Paylaş
Yılbaşı akşamı bazı televizyon kanallarından naklen yapılan dünya başkentlerindeki kutlamaları izlediyseniz, umarım bir detay gözünüze çarpmıştır.
Çin Halk Cumhuriyeti'ndeki kutlamalar son derece düzenli, koordineli ve şaşaalıydı.
Diğer bütün ülke başkentlerinde bağırıp çağıran, aykırı hareket eden, sarhoş olup olay çıkaran çok sayıda insan vardı.
Bu başkentlerde de kalabalık tek bir önemli meydana toplanmıştı ama neredeyse herkes kutlamadan farklı bir şey anladığı için ortalık oldukça karışıktı.
Bir tek Pekin'de kutlamalarda meydanda toplanmış her bireyin o gece yapacağı hareketler ve kutlama dozu önceden programlanmıştı.
Kim hangi bayrağı ne zaman sallayacak...
Kim ne zaman şarkı söyleyecek, dans edecek...
Kim ne zaman gülecek, kim ne zaman bağıracak, kurallara bağlanmıştı.
O gece Pekin'de meydanda kimse önceden yazılmış senaryonun dışına çıkmadı.
O gece orada bireyler yoktu, uygun adım kutlama yapan topluluk vardı.
*
Zaten orada kutlamaların ‘açılışını’ da devlet başkanı yaptı.
O anda politbüronun bütün üyeleri de yanındaydı.
Açılıştan sonra hepsi yaramazlık yapmayan çocuklarına sevecen ifadeyle gülümseyen baba edasıyla meydandaki insanları seyrettiler.
O insanlar önceden en ince noktasına kadar planlanmış kutlama senaryosundaki vazifelerini eksiksiz yerine getirdikçe de, keyifleri daha da bir arttı.
*
Yılbaşı gecesi bunları görürken Marksizmin şimdilik fikir düzeyinde olmasa bile gerçek anlamda neden öldüğünü bir kez daha anladım.
Bu dünyada bireye önem vermeyen, bireyi sınıf kavramının içinde sadece bir unsur olarak gören, bireyden yola çıkmayan hiçbir ideolojinin yaşaması mümkün değildir.
Aksak topal yaşayanlar da ancak baskı yoluyla gün sayarlar.
Pekin o gece yılbaşı kutlamasında bile bireyi yok etmeyi marifet sanarak, bireyi sadece büyük gösterinin bir figüranı haline getirerek Marksizmin ölümünün nedenlerini bir kez daha ortaya koymuştur.
*
Çin Halk Cumhuriyeti'nin dünyaya en önemli ideolojik katkısı özel gün kutlamalarında geçit törenlerini sahanın içine hapsolmaktan çıkarması, tribünleri de gösterinin bir parçası haline getirmesidir.
Tribinlerde oturan seyircinin her birisine birer renkli kart verilir.
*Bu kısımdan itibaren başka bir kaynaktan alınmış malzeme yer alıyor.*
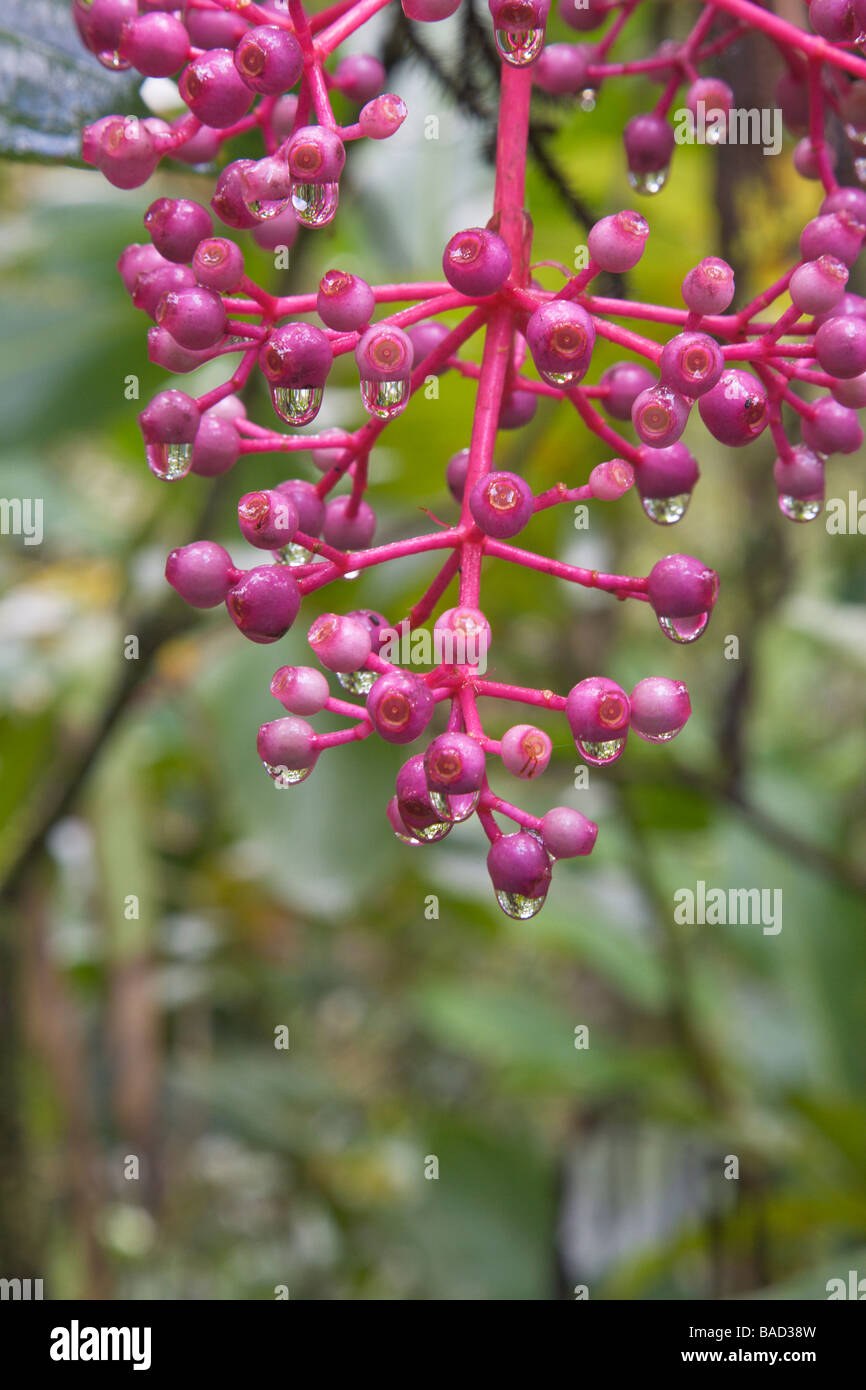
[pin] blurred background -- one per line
(154, 1141)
Düdük çalış biçimine göre o kartı havaya kaldırmaları istenir.
Genellikle bu insanlar bizde ‘maraton’ denilen üstü açık bölümde otururlar.
Çünkü ‘şeref tribünü’ halkının performansını, bireyin ideolojik totalite içinde kayboluşunu izlemeye gelen üst yönetimle doludur ve onlar katiyen kart filan kaldırmaz.
Ayrıca onların öyle pek topluluk arasında kaybolmaya filan da niyetleri yoktur.
Kartların kalkış sırasına göre açık tribinde sürekli bir tablo ortaya çıkar ve bu tablo her düdük çalışla birlikte değişir.
Şeref tribünündekiler bu tabloları hep alkışlarlar.
*
Bireyi önemsizleştiren bu toplu gösteri olayını dünyadaki ‘demokratik’ ülkelerden bir tek Türkiye kopya etti.
Bizde de özel günlerde maraton bölümünde çeşitli tablo oluşturma gösterileri başarıyla yapıldı.
Türkler otokratik, diktatöryal herhangi bir uygulamayı anında benimseme konusunda ne kadar yetenekli olduklarını, bu tür gösterilerle dünyaya gösterdiler.
O gösterilerde oraya oturtulan insanlara empoze edilen topluluk içinde yok olma ve bireyin ancak yüksek ideale katkısı olduğu zaman var olabileceği ideolojisinin ne kadar sevimsiz olduğu, ne kadar da sağlıksız insanların yetişmesine yol açacağı görülmedi.
*
Türkiye'de Marksistler ‘reel sosyalizme’ yani gerçekte var olan Marksist ülkelere getirilen her eleştiriye ‘‘Ama bu Marksizmin özünü temsil etmiyor ki’’ diye cevap verirler.
Yıllar boyu emekle, güçlüklere göğüs gererek ve hatta burası Türkiye olduğu için maalesef hayatını ortaya koyarak bir ideolojiyi savunan insanın aslında gerçeğe gözünü ve kalbini kapama çabasıdır bu karşı çıkış.
Marksizmin iktidara geldiği her ülkede bireyi yok ederek faşizme dönüştüğünü göremeyen insanların Marksizmin en azından teorik düzeyde saflığını koruduğunu savunmaları da inandırıcı olamamaktadır artık.